Amidst New Scrutiny of Charles's Saudi Ties: British Royals Feel Heat Over Diana’s Assassination - part 1
Initial British press headlines about Jon Conway’s play “Truth, Lies, Diana,” which opened Jan. 9, 2015 in London’s West End, chiefly highlighted its strong insinuation that Prince Harry was fathered not by Prince Charles, but by James Hewitt, one-time lover of Harry’s mother, Diana, Princess of Wales. That soap-opera aspect of the drama, however, is not what is most likely to have sparked hysteria at Buckingham Palace.
Far more explosive for the British monarchy, is the play’s presentation of the investigation by Australian researcher and author John Morgan into the Aug. 31, 1997 deaths of Diana and her boyfriend, Dodi Fayed, in the crash of their car in the Pont d’Alma road tunnel in Paris. Morgan has assembled and published evidence in support of the charge that the Queen ordered the assassination of Diana, and that the British foreign intelligence agency MI6 carried it out. Conway credits Morgan with inspiring his play, even working him into the script as an adviser to the investigator (played by himself) who is the central character.
After the show had started its run, major press in the UK acknowledged that its main subject was, as The Times wrote on Jan. 15, an “attempt to get to the bottom of the murky events in Paris in August 1997,” using the results of new research. Calling it “a little David of a play that the Goliath of the Establishment would probably rather didn’t exist,” Domenic Cavendish wrote in The Telegraph, “The picture formed gives an unnerving amount of plausibility to those who maintain that MI6 were involved and that there was a cover-up.... I think [the play’s] heart is in the right place, trying to do justice by ‘the People’s Princess.’ ”

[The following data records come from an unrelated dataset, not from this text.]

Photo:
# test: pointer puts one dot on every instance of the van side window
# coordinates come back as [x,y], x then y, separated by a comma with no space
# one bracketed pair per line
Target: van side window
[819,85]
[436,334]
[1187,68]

“Truth, Lies, Diana” had been showing off-Broadway for a year. Conway has said that he took it first to New York, out of apprehension about reactions in the UK. He was emboldened to bring it to London, however, by a new eruption of opposition to the British Royals within the UK itself. This has been caused not only by multiple scandals implicating the degenerate royal family, but also by the British Crown’s crucial role in war-mongering and international terrorism. The wave of openly expressed disgust with the Royals is rising toward levels as high as in 1997-99, immediately after Diana’s death.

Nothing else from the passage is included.